Patrick Mboyo : En tant que théoricien des concepts, de par le sujet de ma thèse de doctorat, je peux dire que la représentation peut être conçue comme le fait de rendre sensible un concept, une pensée ou une théorie absente par une image, une personnification présente. C’est-à-dire que le représentant vient à la place du représenté. À partir de ce moment, lorsqu’on considère que nous parlons d’une maladie nommée la variole du singe, la bonne représentation consiste-t-elle à prendre la photo d’un Noir, homme ou femme, à la place du concept ? C’est là où le bât blesse.

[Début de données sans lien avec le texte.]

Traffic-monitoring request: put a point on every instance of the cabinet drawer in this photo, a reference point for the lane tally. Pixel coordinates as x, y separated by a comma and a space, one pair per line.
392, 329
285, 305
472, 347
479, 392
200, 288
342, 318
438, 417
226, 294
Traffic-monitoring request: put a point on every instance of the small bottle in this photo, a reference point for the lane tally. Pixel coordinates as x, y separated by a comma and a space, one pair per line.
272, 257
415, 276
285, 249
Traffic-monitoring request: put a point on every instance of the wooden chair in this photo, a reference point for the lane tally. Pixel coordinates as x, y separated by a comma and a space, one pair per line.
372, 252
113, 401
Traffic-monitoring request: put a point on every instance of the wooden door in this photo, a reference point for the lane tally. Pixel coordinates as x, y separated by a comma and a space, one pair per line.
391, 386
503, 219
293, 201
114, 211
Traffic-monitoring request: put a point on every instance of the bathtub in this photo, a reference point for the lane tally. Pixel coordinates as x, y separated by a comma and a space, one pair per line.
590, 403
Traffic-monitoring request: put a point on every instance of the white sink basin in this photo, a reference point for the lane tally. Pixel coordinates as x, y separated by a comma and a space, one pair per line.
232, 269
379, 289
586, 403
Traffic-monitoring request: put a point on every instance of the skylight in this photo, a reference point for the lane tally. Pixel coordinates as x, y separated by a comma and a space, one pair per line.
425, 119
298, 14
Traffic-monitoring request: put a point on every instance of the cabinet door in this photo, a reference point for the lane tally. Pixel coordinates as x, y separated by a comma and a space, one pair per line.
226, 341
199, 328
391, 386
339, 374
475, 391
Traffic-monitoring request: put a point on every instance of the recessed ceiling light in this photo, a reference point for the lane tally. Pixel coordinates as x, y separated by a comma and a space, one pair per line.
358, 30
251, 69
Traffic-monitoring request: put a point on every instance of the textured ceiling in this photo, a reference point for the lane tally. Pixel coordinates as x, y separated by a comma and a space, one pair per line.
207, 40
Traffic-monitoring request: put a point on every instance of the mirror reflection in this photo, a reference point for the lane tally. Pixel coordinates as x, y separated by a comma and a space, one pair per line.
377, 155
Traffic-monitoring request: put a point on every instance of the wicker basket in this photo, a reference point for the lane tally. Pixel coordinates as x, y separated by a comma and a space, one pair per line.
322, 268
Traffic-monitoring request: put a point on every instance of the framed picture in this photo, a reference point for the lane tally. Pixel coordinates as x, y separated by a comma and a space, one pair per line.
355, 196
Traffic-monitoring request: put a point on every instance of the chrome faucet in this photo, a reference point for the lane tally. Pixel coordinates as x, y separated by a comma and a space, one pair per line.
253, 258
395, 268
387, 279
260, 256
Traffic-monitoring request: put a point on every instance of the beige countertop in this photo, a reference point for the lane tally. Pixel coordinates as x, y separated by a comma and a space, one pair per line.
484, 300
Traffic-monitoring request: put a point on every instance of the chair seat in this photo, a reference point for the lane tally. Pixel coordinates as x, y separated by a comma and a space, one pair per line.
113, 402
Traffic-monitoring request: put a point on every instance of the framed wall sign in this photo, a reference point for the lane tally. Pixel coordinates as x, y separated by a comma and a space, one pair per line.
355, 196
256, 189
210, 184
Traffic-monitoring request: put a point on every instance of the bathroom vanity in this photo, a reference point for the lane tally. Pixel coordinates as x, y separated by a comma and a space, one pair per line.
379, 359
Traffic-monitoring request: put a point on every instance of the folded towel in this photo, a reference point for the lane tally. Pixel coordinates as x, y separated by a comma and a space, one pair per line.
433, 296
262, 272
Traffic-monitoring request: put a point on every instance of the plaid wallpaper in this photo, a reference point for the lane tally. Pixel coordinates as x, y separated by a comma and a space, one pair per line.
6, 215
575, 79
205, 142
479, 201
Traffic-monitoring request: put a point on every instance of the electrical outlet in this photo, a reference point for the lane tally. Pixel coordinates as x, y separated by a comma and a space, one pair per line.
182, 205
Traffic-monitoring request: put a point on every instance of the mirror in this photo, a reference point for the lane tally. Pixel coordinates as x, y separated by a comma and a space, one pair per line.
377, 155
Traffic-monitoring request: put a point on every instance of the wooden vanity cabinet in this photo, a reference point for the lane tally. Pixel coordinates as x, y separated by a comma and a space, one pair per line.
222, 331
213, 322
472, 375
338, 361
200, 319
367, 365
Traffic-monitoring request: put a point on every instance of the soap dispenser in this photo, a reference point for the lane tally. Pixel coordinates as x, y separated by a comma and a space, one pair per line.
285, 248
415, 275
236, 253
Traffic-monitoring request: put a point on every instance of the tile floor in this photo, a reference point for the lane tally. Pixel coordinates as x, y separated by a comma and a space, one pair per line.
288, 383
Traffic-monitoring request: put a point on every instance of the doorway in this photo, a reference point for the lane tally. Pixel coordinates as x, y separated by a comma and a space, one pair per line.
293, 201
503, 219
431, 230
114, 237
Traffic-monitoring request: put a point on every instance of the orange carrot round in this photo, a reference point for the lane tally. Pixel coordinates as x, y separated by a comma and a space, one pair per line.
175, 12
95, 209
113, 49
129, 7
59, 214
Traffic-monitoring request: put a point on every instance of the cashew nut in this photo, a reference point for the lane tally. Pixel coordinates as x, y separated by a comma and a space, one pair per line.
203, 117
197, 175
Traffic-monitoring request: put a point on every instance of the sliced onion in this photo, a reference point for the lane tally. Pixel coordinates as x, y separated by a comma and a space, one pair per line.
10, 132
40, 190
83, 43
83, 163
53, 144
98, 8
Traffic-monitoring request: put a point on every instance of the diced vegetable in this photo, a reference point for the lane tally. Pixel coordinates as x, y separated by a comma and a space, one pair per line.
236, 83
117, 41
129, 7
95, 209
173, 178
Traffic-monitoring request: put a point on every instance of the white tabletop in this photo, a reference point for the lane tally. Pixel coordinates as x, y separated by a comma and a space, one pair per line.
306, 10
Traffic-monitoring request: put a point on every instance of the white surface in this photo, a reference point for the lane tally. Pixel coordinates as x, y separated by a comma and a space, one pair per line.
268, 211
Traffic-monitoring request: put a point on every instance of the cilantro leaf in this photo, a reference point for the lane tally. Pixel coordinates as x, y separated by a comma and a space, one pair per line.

Malheureusement, depuis que les Centres de contrôle des maladies de l’Union africaine ont officiellement déclaré qu’une nouvelle souche du virus Mpox constitue une urgence de santé mondiale, nous remarquons que des chaînes comme BBC, BFM TV et autres utilisent des images de personnes noires présentant des éruptions cutanées pour désigner ce virus. Or, il y a quatre ans, nous avons vécu le coronavirus, et très vite la sémantique a changé. Tout le monde avait adopté le narratif voulu, voire même imposé, par la Chine, de dire qu’on ne parle pas de virus chinois mais de coronavirus. Si les Chinois ont insisté à ce point, c’est parce que l’image et la respectabilité du peuple chinois dépendent de la façon dont on l’associe pour représenter certains concepts. Donc, nous, Africains, Noirs en général, ne pouvons pas accepter qu’on continue à associer l’homme africain à des singes. Cette représentation est une faute que les dirigeants africains, l’Union africaine et même l’OMS doivent dénoncer pour dire que la représentation de cette maladie est biaisée et raciste.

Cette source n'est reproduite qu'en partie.